Police have admitted a blunder in the Anne Grigg-Booth inquiry which left a man living in torment for nine years under the belief his father might have been murdered.

John Craven has now been told the original report of the police investigation into his father Frederick’s death was bungled and should have been classified as “no crime” and withdrawn from the inquiry.

Instead a senior police officer incorrectly recorded that Mr Craven’s death was as a result of a crime being committed.
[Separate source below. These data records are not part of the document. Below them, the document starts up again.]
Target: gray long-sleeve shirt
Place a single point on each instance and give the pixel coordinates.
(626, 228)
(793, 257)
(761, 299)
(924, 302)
Mr Craven, of Oxenhope, near Keighley, even received £12,500 from the Criminal Injuries Compensation Authority in 2005 as a result of the mistake by the officer.

Now he has received bombshell news that there was no “wrongdoing” in the death of his 81-year-old father – a former footballer who played for Bradford Park Avenue and Coventry City – at Airedale General Hospital at Steeton, near Keighley, on November 4, 2001.

Mr Craven, an artist and architect, said he had now submitted a further claim to the CICA seeking compensation for the stress and ill health caused to himself, his 40-year-old wife Deborah and his 84-year-old mother Doreen.

“We’ve had all these years of hell believing my father died as a result of his treatment and now we’ve been told this,” said Mr Craven, who says his art has helped him deal with the trauma.

“I’ve been fighting for information for years, then this drops on my mat.

“My family has been ruined. My mother went into a decline and my wife had a bad breakdown.”

Mr Craven has already set in motion a claim for “truth and justice” at the European Court of Human Rights.

The Crown Prosecution Service went on to charge Grigg-Booth, a night nurse practitioner (NNP), with three murders, an attempted murder and 13 other related crimes, between 2000 and 2002. The criminal proceedings ended after Grigg-Booth, of Nelson, Lancashire, died accidentally after a drugs overdose in 2005.